Andreas Angelidakis tries to make sense of where we are and how we got here. His work emerges from the experience of being in place: in Greece, in climate change, in architecture, in psychoanalysis, in the internet, in a body. Angelidakis, who was born in Athens in 1968, addresses the question of site specificity at a time when to be in one place is to be already in several others. His short film Vessel (2016) describes the ancient cynic Diogenes as “like an ancient internet user” who defies allegiance to just one place. In the multimedia project Domesticated Mountain (2012), the artist posits suburbia as the accumulation of things we’ve done online, while in Walking Building (2006) an itinerant museum wanders around Athens, responding to the structure of artistic production post-internet.
To be in place is to be in time, haunted at once by the past and by the future, by the present and its effects. It is to find oneself in a world under construction by builders we cannot see. Angelidakis states in Vessel that, if you look at Europe today, “it looks like the information Greece exported, registered in the form of buildings.” Ideas about places affect places—but ideas are inherited. He reads contemporary Athens through the nineteenth century, the internet through ancient Greece. Angelidakis thinks the future in retrospect and imagines the present as a ruin. But “a ruin is a building in transition. All buildings are in transition.” So he places scaffolding at the entrance to his retrospective at the National Museum of Contemporary Art in Athens in 2014; he 3-D prints ruins made of bones.

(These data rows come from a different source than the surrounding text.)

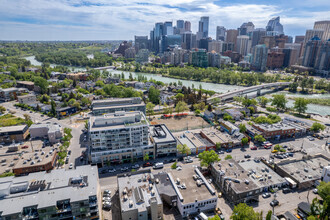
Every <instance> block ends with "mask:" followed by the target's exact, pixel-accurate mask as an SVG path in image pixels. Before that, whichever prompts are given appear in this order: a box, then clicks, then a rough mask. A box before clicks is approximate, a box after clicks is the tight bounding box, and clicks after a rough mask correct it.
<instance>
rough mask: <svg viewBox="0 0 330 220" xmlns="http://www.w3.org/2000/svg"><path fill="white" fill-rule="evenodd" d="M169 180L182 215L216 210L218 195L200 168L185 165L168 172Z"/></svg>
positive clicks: (179, 211) (193, 214)
mask: <svg viewBox="0 0 330 220" xmlns="http://www.w3.org/2000/svg"><path fill="white" fill-rule="evenodd" d="M168 181H169V182H170V184H171V185H172V187H173V188H174V191H175V192H176V195H177V203H176V204H177V209H178V210H179V212H180V214H181V215H182V217H188V216H192V215H196V214H198V213H200V212H206V211H210V210H214V209H215V208H216V206H217V200H218V197H217V195H216V191H215V189H214V188H213V187H212V186H211V185H210V184H209V182H208V181H207V180H206V178H205V177H204V176H203V174H202V173H201V172H200V170H199V169H198V168H192V167H183V168H182V170H181V171H178V170H171V171H170V172H168Z"/></svg>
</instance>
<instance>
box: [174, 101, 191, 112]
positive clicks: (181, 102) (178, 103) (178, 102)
mask: <svg viewBox="0 0 330 220" xmlns="http://www.w3.org/2000/svg"><path fill="white" fill-rule="evenodd" d="M188 109H189V108H188V105H187V103H185V102H183V101H180V102H178V103H177V104H176V106H175V111H176V112H177V113H180V112H184V111H187V110H188Z"/></svg>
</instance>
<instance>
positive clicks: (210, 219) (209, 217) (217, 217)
mask: <svg viewBox="0 0 330 220" xmlns="http://www.w3.org/2000/svg"><path fill="white" fill-rule="evenodd" d="M207 220H221V219H220V217H219V216H218V215H215V216H213V217H209V218H207Z"/></svg>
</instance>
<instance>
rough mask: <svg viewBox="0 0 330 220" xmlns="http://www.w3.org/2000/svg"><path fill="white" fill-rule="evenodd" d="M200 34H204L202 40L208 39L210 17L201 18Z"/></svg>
mask: <svg viewBox="0 0 330 220" xmlns="http://www.w3.org/2000/svg"><path fill="white" fill-rule="evenodd" d="M198 32H202V33H203V34H202V38H207V37H208V36H209V17H207V16H204V17H201V19H200V21H199V26H198Z"/></svg>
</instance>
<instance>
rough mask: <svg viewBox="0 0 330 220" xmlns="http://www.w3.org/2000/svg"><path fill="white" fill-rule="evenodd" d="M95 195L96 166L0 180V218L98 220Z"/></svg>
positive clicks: (96, 168) (98, 188)
mask: <svg viewBox="0 0 330 220" xmlns="http://www.w3.org/2000/svg"><path fill="white" fill-rule="evenodd" d="M99 195H100V192H99V184H98V170H97V167H91V166H79V167H77V168H76V169H73V170H65V169H57V170H53V171H51V172H49V173H47V172H37V173H30V174H29V175H26V176H21V177H12V176H11V177H4V178H1V179H0V218H1V219H4V220H7V219H8V220H9V219H50V220H55V219H98V218H99V210H100V209H99V207H100V201H99V200H98V197H99Z"/></svg>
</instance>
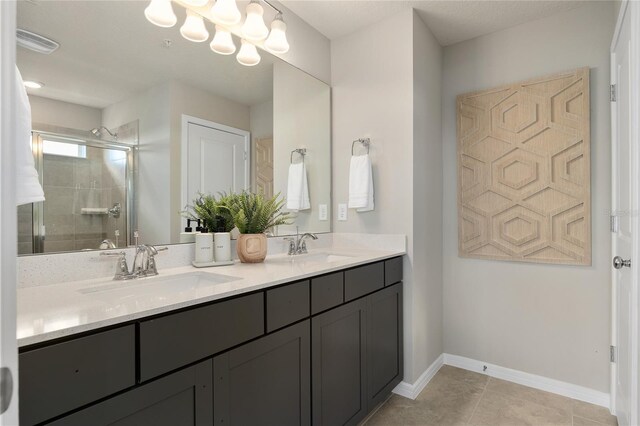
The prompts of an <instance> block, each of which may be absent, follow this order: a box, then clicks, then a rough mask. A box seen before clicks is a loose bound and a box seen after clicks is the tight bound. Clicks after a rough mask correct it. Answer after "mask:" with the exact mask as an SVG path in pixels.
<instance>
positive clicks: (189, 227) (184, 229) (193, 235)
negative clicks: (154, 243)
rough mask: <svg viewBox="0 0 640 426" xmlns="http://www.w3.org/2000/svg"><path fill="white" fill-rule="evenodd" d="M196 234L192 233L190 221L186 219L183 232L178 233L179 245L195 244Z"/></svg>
mask: <svg viewBox="0 0 640 426" xmlns="http://www.w3.org/2000/svg"><path fill="white" fill-rule="evenodd" d="M196 234H197V232H194V231H193V228H192V227H191V219H187V226H186V227H185V228H184V232H181V233H180V242H181V243H195V242H196Z"/></svg>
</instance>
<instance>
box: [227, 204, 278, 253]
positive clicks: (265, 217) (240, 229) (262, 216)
mask: <svg viewBox="0 0 640 426" xmlns="http://www.w3.org/2000/svg"><path fill="white" fill-rule="evenodd" d="M283 206H284V199H282V198H280V194H277V195H276V196H274V197H273V198H265V196H264V194H262V193H258V194H254V193H251V192H248V191H244V192H242V193H240V194H234V195H232V196H231V198H230V200H229V210H230V212H231V215H232V216H233V222H234V223H235V225H236V227H237V228H238V231H240V236H239V237H238V241H237V243H238V244H237V252H238V257H239V258H240V261H241V262H243V263H258V262H262V261H264V259H265V257H267V236H266V234H265V232H266V231H268V230H269V229H271V228H273V227H274V226H278V225H284V224H287V223H288V219H289V213H285V212H282V207H283Z"/></svg>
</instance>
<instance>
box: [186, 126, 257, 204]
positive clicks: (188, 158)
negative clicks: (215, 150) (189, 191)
mask: <svg viewBox="0 0 640 426" xmlns="http://www.w3.org/2000/svg"><path fill="white" fill-rule="evenodd" d="M181 123H182V139H181V140H180V145H181V146H180V157H181V160H180V202H181V203H182V204H181V206H180V208H181V209H182V208H184V207H185V206H186V205H188V204H189V203H191V202H192V201H193V200H189V199H187V198H188V185H187V181H188V180H189V179H188V174H189V172H188V166H189V155H188V146H189V124H197V125H198V126H204V127H209V128H211V129H215V130H220V131H222V132H227V133H232V134H234V135H238V136H242V137H243V138H244V152H245V153H246V158H245V172H244V181H245V187H246V188H247V189H248V188H249V187H250V185H251V133H250V132H247V131H246V130H242V129H236V128H235V127H231V126H226V125H224V124H220V123H215V122H213V121H209V120H205V119H202V118H198V117H193V116H190V115H187V114H182V120H181Z"/></svg>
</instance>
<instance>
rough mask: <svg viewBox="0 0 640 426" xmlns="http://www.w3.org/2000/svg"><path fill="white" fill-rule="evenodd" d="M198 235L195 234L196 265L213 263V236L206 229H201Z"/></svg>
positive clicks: (212, 234) (195, 256)
mask: <svg viewBox="0 0 640 426" xmlns="http://www.w3.org/2000/svg"><path fill="white" fill-rule="evenodd" d="M201 231H202V232H200V233H197V234H196V256H195V262H196V263H200V264H203V263H211V262H213V234H210V233H209V232H208V229H207V228H201Z"/></svg>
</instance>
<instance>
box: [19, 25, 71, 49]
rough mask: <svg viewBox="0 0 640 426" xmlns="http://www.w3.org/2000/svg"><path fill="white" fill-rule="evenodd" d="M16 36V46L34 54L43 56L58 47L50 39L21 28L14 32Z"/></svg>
mask: <svg viewBox="0 0 640 426" xmlns="http://www.w3.org/2000/svg"><path fill="white" fill-rule="evenodd" d="M16 36H17V38H18V46H22V47H24V48H25V49H29V50H33V51H34V52H38V53H44V54H45V55H48V54H50V53H53V52H55V51H56V49H57V48H58V47H60V44H59V43H56V42H55V41H53V40H51V39H48V38H46V37H43V36H41V35H39V34H36V33H32V32H31V31H27V30H23V29H21V28H18V30H17V31H16Z"/></svg>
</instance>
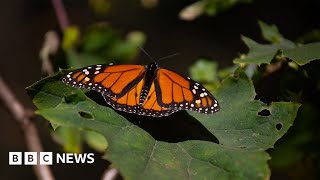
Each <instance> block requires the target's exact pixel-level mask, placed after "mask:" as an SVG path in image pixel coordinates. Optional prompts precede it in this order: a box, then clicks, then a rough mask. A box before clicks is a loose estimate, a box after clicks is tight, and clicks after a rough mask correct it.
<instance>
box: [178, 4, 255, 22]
mask: <svg viewBox="0 0 320 180" xmlns="http://www.w3.org/2000/svg"><path fill="white" fill-rule="evenodd" d="M252 1H253V0H198V1H197V2H195V3H193V4H191V5H188V6H187V7H185V8H184V9H182V10H181V12H180V14H179V17H180V18H181V19H183V20H188V21H190V20H194V19H195V18H197V17H198V16H200V15H202V14H207V15H209V16H215V15H217V14H218V13H221V12H224V11H226V10H228V9H230V8H232V7H233V6H235V5H238V4H242V3H251V2H252Z"/></svg>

An architect who no longer builds, Angelidakis says that he quit the profession to focus on architecture itself. Because of this he can defy its prohibitions. He lets the personal invade his work; he fosters ambivalence and uncertainty. “Maybe,” he says, “we just don’t need any more new buildings. Maybe reconfiguring existing ones is enough.” Angelidakis compares Diogenes living in a jar with his dog to circumstances today, where “we all sleep in our screens next to our dogs.” Did living in the jar make Diogenes who he was, or did his house turn into a vessel in reaction to who he was? Angelidakis has “always treated buildings and objects as characters, emotional beings,” he says. “As much as we design buildings, buildings and spaces design us.”